How to Protect Communication Ports from Unwanted Interruptions – Part 3: Protecting Low-Speed Interfaces and Power Supply Circuits
November 24, 2021
Previous articles have discussed several high data rate interfaces such as power-over-ethernet (PoE), USB, HDMI, DisplayPort, and eSATA. This article addresses protection schemes for low-speed interfaces. The discussion will also extend to the power line frequencies and present several protection methods for the AC and DC power supplies.
Low-speed interfaces include digital audio, analog video, as well as keypad communications. See Table 1 for the data rates of these interfaces.
Low-speed interfaces are susceptible to voltage transients, especially electrostatic discharge (ESD), frequently resulting from end-user contact with the device.
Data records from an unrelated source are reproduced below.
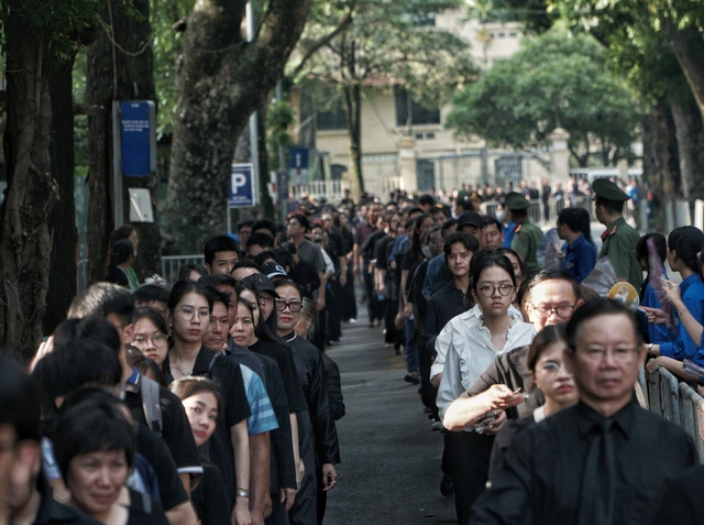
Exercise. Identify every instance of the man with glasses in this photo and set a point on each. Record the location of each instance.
(552, 296)
(605, 460)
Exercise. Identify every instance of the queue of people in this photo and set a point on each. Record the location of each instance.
(214, 400)
(201, 403)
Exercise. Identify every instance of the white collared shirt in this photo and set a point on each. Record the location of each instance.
(471, 352)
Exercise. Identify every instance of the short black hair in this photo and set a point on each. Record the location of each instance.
(571, 217)
(550, 275)
(265, 224)
(103, 299)
(448, 224)
(596, 308)
(90, 327)
(151, 293)
(219, 243)
(185, 271)
(217, 279)
(491, 221)
(74, 364)
(219, 297)
(93, 424)
(302, 220)
(263, 256)
(246, 222)
(19, 400)
(260, 239)
(427, 199)
(642, 249)
(614, 206)
(467, 240)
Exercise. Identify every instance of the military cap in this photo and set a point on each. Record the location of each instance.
(515, 201)
(608, 190)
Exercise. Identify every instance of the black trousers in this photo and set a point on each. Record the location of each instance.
(468, 460)
(334, 306)
(349, 301)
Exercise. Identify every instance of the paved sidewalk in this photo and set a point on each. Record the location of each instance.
(391, 459)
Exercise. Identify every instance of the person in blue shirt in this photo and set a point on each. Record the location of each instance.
(580, 255)
(653, 333)
(684, 244)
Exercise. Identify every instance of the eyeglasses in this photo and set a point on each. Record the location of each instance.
(622, 355)
(188, 313)
(157, 339)
(294, 306)
(562, 310)
(503, 289)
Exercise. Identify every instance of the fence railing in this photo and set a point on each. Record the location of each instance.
(677, 402)
(330, 189)
(171, 264)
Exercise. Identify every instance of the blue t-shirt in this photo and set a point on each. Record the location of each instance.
(508, 232)
(263, 418)
(580, 258)
(684, 347)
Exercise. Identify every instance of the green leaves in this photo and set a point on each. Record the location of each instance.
(557, 80)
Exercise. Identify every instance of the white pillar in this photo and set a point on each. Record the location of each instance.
(560, 156)
(407, 165)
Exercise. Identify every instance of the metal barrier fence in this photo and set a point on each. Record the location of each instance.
(171, 264)
(677, 402)
(330, 189)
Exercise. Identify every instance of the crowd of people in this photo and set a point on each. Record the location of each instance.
(214, 401)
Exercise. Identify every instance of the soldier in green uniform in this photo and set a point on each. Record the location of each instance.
(619, 239)
(526, 234)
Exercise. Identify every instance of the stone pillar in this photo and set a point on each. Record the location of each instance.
(407, 165)
(560, 156)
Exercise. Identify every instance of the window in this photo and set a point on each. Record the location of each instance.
(331, 120)
(406, 107)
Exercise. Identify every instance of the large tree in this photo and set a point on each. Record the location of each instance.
(40, 41)
(222, 78)
(383, 43)
(556, 80)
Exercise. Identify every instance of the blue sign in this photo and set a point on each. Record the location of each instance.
(299, 158)
(138, 140)
(242, 187)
The power supplies used with these low-speed interfaces are vulnerable to power-line induced overcurrent conditions as well as voltage transients. To develop reliable interface circuits capable of withstanding transient strikes, electronics designers must utilize protection methodologies to protect the circuitry. This article highlights several recommendations for protecting these low-speed ports and their power sources.
Digital audio ports protection
In a digital audio circuit (Figure 1A), the audio codec is susceptible to damage from ESD strikes and fast transient surges. Fortunately, the circuit design will only need one component to protect the left- and right-side outputs. A transient voltage suppressor (TVS) diode array consisting of a pair of back-to-back Zener diodes is recommended (Figure 2).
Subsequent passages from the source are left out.